There are a number of problems with this proposal, not least that the risk the Reserve Bank is focusing on is a 1-in-200 year event, and the additional funds that would need to be held by the banks could be up to $20 billion. Further to this:
- The more money banks are required to hold, the less money they can lend. This in turn could increase the cost of loans, and may mean that some loan applications will be declined; $20 billion is a lot of money to take out of the banking system.
- It doesn’t really matter how much money a bank is required to hold. In an extreme ‘run on bank’ scenario, no amount of money will be enough; the extra funds would simply delay the inevitable.
- The Reserve Bank’s proposal will only reduce the risk, but will not eliminate it; is that really enough?
The risk the Reserve Bank is seeking to address, the extreme ‘run on a bank’ scenario, will in all likelihood be addressed by Government intervention, and history tells us this is the likely outcome. These situations occur as a result of severe economic conditions, such that the Government will be forced to respond anyway. We saw this during the recent Global Financial Crisis, where Government intervention by printing money effectively eliminated the risk of bank failure.
As with all risk mitigation, a cost benefit analysis must be undertaken; is the cost of mitigating the risk worth the benefits that could be achieved?

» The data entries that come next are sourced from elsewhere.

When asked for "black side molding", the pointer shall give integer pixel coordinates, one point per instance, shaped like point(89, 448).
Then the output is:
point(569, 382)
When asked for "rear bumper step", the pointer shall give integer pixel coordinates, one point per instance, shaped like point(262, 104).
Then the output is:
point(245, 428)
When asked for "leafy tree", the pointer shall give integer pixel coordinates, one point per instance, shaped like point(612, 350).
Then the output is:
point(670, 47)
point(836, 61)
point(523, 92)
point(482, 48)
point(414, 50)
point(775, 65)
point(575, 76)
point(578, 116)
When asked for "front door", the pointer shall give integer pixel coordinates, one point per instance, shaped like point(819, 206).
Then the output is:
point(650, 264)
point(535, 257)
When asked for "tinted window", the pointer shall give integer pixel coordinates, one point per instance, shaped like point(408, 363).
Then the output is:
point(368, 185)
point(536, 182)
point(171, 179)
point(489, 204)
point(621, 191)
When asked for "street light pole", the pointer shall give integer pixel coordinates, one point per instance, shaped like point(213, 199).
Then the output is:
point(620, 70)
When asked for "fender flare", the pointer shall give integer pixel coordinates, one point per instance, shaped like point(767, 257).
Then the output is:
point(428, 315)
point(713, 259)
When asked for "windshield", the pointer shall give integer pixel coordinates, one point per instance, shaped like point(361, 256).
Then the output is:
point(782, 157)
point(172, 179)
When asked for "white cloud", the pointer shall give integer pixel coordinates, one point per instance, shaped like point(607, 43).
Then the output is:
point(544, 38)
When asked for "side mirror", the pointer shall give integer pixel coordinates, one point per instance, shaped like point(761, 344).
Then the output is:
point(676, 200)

To assess the risk, there needs to be an assessment of the quality of New Zealand’s regulatory systems and the state of our economy, and an evaluation on how vulnerable it is to bank failure.
I believe we have a quality regulatory system in New Zealand, and our economy is at especial risk to bank failure. Personally, I believe the risk is relatively low.

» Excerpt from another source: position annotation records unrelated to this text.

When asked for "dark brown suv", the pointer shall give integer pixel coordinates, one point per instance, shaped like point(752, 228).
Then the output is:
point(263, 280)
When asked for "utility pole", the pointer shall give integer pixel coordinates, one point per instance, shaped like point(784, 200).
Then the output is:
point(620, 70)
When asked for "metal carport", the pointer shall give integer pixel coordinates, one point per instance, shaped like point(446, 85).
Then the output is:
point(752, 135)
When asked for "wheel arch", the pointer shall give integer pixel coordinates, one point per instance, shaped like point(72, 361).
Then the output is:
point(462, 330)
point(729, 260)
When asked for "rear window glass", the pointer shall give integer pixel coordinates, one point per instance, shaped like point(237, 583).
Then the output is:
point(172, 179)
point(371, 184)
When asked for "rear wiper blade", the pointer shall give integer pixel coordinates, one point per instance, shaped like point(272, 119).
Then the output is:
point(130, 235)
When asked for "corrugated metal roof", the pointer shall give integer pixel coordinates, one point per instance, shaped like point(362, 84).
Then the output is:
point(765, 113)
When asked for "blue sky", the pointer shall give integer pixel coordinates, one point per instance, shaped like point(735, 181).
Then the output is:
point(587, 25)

But - and here comes my key point – our economy is strong because of our robust primary sector and our other exports.
When we export our produce, we are competing with companies based in the countries we export to.

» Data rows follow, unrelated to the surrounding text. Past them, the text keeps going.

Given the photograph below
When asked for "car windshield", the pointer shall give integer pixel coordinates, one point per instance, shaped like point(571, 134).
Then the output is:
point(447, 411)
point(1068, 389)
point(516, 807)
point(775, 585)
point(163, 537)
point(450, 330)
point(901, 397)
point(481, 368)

We are already at a disadvantage, as we are a long distance from our markets, and the cost of land and labour are relatively high in New Zealand.
If our overseas competitors have better access to development loans, along with more attractive interest rates, then New Zealand exporters will be further disadvantaged.
This will then weaken our economy, and increase the risk of bank failure, an ironic effect of trying to reduce that risk.
I believe that the best risk mitigation of bank failure is for the New Zealand economy to be strong and buoyant. To achieve this, the Reserve Bank’s contribution can be to keep loan interest rates as low as possible, and to ensure that loans for developing our export capability, adopting robotics and new technology, and so on, are readily available; you can read Horticulture New Zealand's submission on this here.
The Reserve Bank should not require banks to hold more cash, but should instead facilitate an efficient and competitive banking market to best enable continued economic growth.